This morning, as I made a left hand turn onto the street where my job is located, I noticed a vehicle slowly approaching on my left side.. as if I were not in its way. I make use of my horn, as I typically do, to alert drivers of their stupidity.. but of course, there is only so much one can do. Soon thereafter, I feel a slight bump as my car's rear shifts right.
Am I angry? Am I shocked? Am I even the slightest bit fazed? Not at all.
With the string of bad luck my car has brought me the past couple of months, today was just another day in da life..
I called my dad who pretty much has a heart attack every time he sees my name come up on his caller I.D. seeing as my calls are usually related to some tragedy occurring in my life that I need him to come save me from. Thankfully (kinda), I'm getting used to these calamities and am learning to deal with them myself-- adulthood here I come! -_-
After informing Daddy of my situation, I got out of my car and asked the awkward girl who hit me if she was okay.. then proceeded to call the police who later ruled the accident her fault and provided me with a report to submit to my insurance. I do wish she had hit my front or back bumper which both need repairing, but instead she hit my left rear door.
A couple of years ago back in high school, a friend of mine got hit from behind with me in the car.. I quickly got out of the car and yelled every vulgar word I could think of at this poor guy who just stared quietly and apologized.. I felt bad a couple months later when I almost hit someone and felt what the shock he must've been feelings at that moment. Accidents happen.. no one enjoys them.. no need to get angry at it.

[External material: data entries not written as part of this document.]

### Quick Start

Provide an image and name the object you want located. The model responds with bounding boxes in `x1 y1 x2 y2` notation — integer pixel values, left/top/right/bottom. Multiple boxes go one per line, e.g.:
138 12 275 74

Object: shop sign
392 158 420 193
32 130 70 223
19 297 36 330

Anyway, I made it to work about 15 minutes late and missed a parent update I had scheduled for 8am. The parents were very understanding and rescheduled for tomorrow. The rest of my day at work was madness.. keeping track of 12 students of 12 different levels/ages/grades/programs is a bit overwhelming. I've been trying to keep track of it all but always seem to fall short at the weekly consultant meetings-- which probably explains why I hate them so much. The other consultant, who's great and helps me out A LOT, is fantastic at the meetings and is able to provide an outline of what each of her students is doing and how well they're progressing.. me?-- I'm able to do this for about half of my students off the top of my head. The director suggested I keep a consultant planning log for my students, which outlines the student's progress throughout their scheduled weeks of instruction from the very day they begin. I was a bit put down by the suggestion because it had implications that I wasn't doing such a great job.. but I was also very appreciative of the advice and took it more as constructive criticism and helpful hints on how to ease my workload and better organize myself. She also asked me to write down a summary of each of my students' progress for the next consultant meetings. She didn't say any of it in a bad way, and I appreciated the critique. I'm determined to use all the tools she suggested and show significant improvement at next week's meeting.

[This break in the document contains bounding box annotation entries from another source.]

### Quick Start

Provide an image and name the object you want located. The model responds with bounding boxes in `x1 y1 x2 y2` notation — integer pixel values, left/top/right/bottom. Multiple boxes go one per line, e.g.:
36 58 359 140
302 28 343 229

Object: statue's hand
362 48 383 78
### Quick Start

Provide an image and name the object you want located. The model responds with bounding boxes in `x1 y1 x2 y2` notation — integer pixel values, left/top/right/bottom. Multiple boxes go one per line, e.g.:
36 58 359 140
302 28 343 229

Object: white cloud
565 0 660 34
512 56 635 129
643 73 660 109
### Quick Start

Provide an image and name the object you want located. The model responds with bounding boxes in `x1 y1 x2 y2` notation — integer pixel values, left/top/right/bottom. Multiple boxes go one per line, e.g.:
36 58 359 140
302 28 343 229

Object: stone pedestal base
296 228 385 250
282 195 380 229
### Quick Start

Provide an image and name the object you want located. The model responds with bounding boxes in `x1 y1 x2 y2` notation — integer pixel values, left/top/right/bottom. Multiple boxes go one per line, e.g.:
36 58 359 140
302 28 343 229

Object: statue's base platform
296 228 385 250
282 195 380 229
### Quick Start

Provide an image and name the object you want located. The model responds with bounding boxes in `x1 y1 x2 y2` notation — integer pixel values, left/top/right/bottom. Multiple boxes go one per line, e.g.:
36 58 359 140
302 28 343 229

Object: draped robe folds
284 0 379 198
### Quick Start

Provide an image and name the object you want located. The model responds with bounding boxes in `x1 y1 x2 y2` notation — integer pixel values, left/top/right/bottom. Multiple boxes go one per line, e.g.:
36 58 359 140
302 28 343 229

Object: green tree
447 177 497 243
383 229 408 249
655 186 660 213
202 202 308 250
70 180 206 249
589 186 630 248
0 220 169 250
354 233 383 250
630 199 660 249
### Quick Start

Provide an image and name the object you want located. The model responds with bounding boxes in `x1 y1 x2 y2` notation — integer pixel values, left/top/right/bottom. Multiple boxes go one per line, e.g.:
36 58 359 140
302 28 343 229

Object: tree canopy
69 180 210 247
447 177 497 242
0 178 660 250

I spoke with one of my student's parents today, who inquired about tips on inducing enjoyment in reading for her son. I suggested she just take her son to Barnes and Noble and let him pick out a book on his own, without imposing any rules or force on him. I've been thinking about this a lot and am definitely taking up reading regularly once I have the GRE off my plate. One of my friends and I actually have a Border's date planned for next weekend where I shall begin reading The Da Vinci Code, as per her suggestion-- and seeing as she knows me pretty well, I'm prettyyy excited =)
I spoke with another one of my friends today, who gave me an hour long explanation on the final break-up situation with his now ex. They've been going through this break-up for about a month now, and I am happy to say it is relieving to have finally heard the end of this saga.
My friend is a very sensitive and emotional guy.. his ex, not so much-- and that seemed to be the issue in their relationship. Long story short, she flopped back and forth from her wanting to try to not wanting to so much for about a month, during which time his feelings were consistent in that he just wanted to be with her. In the end, he finally gave up basically trying to convince this girl to be with him, and she agreed with the break-up with reasons of "having too much on her plate," even though all she does is work a part-time job and work out. I personally saw this as a cop-out excuse and a bullshit reason to avoid telling him she just didn't want to be with him.
Oh, relationships. I feel relationships are more based on personal needs and wants than actual care for another human being.. these two concept are often used interchangeably.. but the truth of the matter is, once one party's needs are no longer satisfied by their partner, or they find greater satisfaction elsewhere, the "love" they felt for that person seems to go out the window... though she did still claim she cared about him-- sounds more like justification for conscience relief to me.. aka bullshit.